Robert Brennan – First Jersey Securities
He courted U.S. presidents. They didn't pardon his fraud.
As Robert E. Brennen declares with the title of his 2023 memoir, “The Record Stands.”
The octogenarian ex-con was once a high-flying penny-stock huckster, who lured unsuspecting investors with flashy TV commercials and connections to the nation’s elite, including President Ronald Reagan.
Brennan, a Seaton Hall University graduate, founded First Jersey Securities in 1974 with main offices in New York City and Red Bank, N.J. By the mid-1980s, it grew to about 36 branch offices nationwide. At its zenith, it boasted perhaps 2,000 employees and more than 500,000 accounts.
Many of First Jersey’s customers were seniors who lost their investments when the worthless stocks they were pressured into buying inevitably crashed.
By 1987, First Jersey filed bankruptcy. In 1994, Brennan lost a civil fraud lawsuit to the Securities and Exchange Commission and was ordered to pay $75 million to settle the claims. But only a portion of the ordered disgorgements and fines have been collected.
Instead, Brennan filed personal bankruptcy in 1995. And he was soon charged with hiding millions of assets from his creditors using offshore accounts, municipal bonds that he stashed in his basement and casino chips from Mirage Resorts in Las Vegas.
In 2001, he was sentenced to more than 9 years for money laundering and bankruptcy fraud. But oh what a run he had for a guy who started out in the boring profession of accounting.
Brennan invested much of his loot in horse racing. He founded publicly traded International Thoroughbred Breeders and financed the reconstruction of the fire-damaged Garden State Park race track in Cherry Hill, N.J. He also owned and raced Thoroughbreds under the prescient name, Due Process Stable.
Brennan hosted Reagan and President George H.W. Bush at charity events and golf outings. He mingled with many other political and business heavyweights, as well as NFL Hall of Fame coach Bill Parcells and College Basketball great Mike Krzyzewski.
Celebrity photos helped him craft the persona of a financial wizard with friends in high places. In a recent interview (attached below), he even touts a photo of himself with Pope John Paul II.

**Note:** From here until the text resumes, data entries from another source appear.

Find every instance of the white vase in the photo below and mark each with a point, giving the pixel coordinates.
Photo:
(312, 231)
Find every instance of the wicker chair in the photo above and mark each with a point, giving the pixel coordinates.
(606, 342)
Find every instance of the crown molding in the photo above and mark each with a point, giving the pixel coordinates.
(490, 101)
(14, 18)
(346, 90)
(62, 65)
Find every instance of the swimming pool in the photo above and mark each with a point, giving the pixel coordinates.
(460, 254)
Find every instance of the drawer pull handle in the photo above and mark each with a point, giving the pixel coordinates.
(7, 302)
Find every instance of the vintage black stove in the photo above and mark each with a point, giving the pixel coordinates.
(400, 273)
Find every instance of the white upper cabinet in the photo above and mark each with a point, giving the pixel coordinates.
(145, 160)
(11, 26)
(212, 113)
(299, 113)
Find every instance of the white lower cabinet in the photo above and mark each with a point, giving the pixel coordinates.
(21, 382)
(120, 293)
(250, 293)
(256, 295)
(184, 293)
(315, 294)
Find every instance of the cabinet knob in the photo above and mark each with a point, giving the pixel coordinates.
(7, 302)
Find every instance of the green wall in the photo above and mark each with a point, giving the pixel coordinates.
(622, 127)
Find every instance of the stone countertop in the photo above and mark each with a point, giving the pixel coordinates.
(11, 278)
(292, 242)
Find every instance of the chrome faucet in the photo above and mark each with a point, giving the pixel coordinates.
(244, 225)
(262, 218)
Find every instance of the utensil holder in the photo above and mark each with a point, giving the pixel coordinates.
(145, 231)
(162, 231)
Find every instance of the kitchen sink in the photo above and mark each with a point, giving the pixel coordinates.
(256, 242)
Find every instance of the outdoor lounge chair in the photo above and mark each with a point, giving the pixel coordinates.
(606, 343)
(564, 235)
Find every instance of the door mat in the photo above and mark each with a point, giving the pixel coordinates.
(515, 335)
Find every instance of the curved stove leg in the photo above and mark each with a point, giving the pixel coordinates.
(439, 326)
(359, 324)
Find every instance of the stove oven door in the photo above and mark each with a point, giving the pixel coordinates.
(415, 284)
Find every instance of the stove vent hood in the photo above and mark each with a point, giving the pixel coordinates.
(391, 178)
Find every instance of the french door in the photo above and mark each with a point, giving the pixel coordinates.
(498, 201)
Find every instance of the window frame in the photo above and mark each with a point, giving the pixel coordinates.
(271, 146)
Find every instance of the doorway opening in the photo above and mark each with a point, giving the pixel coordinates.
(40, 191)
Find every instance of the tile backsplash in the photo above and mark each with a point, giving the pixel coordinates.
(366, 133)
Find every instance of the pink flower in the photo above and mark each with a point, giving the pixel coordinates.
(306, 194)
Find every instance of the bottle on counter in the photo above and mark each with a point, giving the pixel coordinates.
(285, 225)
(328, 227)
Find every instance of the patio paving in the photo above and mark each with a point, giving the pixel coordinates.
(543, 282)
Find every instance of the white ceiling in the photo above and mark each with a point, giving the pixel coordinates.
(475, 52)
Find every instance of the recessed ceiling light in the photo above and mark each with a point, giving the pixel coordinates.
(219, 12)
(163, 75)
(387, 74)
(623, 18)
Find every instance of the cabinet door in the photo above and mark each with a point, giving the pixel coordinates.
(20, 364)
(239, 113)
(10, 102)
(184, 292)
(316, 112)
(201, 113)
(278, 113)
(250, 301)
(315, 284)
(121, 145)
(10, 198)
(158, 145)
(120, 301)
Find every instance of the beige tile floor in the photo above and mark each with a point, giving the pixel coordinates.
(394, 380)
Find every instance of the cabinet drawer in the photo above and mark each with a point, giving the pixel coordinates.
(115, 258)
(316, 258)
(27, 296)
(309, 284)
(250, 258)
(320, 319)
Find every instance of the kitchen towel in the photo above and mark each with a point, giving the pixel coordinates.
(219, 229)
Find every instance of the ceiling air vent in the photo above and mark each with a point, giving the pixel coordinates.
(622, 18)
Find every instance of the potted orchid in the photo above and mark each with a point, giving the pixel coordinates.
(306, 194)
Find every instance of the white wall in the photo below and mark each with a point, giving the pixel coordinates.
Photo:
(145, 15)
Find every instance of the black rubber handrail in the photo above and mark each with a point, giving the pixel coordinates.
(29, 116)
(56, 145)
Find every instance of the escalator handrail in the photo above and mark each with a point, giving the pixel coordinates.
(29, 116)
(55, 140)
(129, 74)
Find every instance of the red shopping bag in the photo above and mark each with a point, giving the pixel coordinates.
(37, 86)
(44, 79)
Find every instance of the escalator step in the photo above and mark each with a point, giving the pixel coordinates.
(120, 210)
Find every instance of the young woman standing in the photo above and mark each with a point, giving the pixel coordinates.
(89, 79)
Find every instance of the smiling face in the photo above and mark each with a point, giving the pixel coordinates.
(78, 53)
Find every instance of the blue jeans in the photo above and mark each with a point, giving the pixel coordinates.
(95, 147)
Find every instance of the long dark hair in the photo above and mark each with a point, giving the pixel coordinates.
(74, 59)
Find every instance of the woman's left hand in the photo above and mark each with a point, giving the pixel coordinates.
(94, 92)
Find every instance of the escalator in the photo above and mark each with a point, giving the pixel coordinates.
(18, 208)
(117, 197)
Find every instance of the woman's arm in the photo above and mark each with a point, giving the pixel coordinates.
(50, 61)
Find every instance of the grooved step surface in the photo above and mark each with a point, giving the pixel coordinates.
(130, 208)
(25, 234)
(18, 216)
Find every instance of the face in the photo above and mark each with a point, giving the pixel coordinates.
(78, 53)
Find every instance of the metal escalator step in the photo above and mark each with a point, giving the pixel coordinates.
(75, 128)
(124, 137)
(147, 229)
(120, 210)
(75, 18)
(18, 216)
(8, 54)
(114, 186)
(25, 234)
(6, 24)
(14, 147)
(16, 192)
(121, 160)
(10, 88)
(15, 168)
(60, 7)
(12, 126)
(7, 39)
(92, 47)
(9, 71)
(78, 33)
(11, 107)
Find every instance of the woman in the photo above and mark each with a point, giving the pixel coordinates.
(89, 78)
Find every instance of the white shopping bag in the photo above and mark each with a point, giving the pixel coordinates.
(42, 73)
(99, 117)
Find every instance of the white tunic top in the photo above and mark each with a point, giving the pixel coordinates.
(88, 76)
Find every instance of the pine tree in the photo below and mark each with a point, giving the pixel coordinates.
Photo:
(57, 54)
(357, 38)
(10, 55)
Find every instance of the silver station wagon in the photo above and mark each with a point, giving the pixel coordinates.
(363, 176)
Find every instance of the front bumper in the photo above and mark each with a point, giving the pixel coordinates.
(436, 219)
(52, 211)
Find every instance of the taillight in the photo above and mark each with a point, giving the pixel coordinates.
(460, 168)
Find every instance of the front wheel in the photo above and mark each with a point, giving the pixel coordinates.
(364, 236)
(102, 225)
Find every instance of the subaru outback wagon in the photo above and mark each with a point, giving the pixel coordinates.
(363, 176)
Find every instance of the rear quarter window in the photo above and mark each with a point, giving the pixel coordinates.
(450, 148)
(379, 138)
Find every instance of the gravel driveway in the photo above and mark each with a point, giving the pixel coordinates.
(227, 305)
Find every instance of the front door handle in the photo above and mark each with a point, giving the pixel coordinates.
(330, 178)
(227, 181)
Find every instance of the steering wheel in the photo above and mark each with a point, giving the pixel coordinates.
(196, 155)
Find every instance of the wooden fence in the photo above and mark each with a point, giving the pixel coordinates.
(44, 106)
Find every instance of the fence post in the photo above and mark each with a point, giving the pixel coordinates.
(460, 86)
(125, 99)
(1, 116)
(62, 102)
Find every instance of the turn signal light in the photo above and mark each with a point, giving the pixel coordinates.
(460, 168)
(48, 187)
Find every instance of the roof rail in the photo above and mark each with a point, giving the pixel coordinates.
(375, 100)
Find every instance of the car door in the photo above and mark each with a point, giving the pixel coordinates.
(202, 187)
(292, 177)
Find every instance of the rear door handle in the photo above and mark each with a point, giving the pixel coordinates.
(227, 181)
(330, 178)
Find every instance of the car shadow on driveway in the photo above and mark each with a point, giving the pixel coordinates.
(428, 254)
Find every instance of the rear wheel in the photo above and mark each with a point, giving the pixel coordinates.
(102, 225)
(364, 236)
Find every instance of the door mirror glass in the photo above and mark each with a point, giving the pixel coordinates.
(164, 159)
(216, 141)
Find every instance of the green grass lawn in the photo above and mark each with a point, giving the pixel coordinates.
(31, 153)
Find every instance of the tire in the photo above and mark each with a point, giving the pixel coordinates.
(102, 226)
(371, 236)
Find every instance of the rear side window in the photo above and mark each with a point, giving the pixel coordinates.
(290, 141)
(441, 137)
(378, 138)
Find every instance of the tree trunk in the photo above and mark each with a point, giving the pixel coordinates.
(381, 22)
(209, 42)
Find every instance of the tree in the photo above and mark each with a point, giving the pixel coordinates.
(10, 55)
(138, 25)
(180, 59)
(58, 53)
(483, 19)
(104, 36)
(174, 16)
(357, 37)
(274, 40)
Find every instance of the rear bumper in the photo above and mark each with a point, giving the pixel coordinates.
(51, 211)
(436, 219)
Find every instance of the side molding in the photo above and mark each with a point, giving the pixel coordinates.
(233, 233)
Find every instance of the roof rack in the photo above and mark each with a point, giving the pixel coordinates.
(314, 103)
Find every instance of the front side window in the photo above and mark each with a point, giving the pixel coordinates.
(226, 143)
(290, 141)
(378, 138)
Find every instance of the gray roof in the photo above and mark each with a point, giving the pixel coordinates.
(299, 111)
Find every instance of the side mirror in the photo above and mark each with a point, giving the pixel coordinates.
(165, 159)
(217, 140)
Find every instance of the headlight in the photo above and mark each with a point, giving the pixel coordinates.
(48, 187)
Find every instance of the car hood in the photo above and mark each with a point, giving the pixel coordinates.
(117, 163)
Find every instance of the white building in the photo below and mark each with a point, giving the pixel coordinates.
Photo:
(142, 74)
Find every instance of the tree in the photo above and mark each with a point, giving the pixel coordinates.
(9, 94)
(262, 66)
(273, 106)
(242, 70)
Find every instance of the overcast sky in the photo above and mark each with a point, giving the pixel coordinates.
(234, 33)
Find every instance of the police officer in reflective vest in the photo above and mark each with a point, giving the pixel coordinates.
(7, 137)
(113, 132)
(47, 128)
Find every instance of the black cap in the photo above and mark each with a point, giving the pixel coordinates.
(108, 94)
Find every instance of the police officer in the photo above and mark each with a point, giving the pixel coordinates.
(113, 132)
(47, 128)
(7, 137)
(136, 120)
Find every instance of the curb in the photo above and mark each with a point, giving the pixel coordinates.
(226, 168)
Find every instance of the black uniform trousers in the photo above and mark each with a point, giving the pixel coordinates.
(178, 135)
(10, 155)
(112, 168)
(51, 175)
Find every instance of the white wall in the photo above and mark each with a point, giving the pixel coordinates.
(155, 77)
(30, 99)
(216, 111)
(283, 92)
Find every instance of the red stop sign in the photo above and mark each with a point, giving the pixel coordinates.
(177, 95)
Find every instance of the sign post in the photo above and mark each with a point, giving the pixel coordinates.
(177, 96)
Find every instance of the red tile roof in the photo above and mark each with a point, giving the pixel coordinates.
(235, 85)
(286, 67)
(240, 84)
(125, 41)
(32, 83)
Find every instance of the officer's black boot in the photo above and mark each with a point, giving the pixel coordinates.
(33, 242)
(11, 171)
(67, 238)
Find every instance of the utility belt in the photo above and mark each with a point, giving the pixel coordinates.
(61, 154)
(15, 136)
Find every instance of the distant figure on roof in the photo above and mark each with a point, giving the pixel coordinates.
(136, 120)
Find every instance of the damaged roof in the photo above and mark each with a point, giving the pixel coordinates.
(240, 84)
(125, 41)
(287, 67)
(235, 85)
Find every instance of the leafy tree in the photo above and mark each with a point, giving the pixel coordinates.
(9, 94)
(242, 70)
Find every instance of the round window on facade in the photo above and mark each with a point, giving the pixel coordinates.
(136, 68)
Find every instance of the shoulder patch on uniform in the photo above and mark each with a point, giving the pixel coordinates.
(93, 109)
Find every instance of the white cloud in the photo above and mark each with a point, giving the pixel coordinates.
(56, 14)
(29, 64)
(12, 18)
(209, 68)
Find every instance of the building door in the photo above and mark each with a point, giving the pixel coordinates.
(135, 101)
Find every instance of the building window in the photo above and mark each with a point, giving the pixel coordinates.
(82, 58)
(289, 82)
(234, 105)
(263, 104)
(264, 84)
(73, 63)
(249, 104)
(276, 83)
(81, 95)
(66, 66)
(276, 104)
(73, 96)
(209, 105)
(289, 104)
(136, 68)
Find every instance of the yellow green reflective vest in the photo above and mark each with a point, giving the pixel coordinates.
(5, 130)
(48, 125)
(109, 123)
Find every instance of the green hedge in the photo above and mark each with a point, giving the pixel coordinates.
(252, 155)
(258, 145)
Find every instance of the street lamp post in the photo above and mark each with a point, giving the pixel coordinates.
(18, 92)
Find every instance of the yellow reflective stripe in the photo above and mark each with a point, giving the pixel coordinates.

In 2001, Forbes magazine called him, “a swindler of a recognizable type: totally unscrupulous, with the nerve and audacity of a second-story man, but also with a touch of class that has always given him friends in high places.”
Brennan once ran commercials in which he flew a helicopter over the New York City skyline, patriotically promising opportunities and inviting viewers to “Come Grow With Us.”
He has lived a quieter life since his release from prison in 2011, though he’s worked hard to recast his life story.
He tells his tale without a hint of remorse in a January 2024 YouTube video, boasting of his many years of success followed by “a 10-year holiday in federal prison.”
His revisionist storytelling is an inspiration for white-collar criminals everywhere.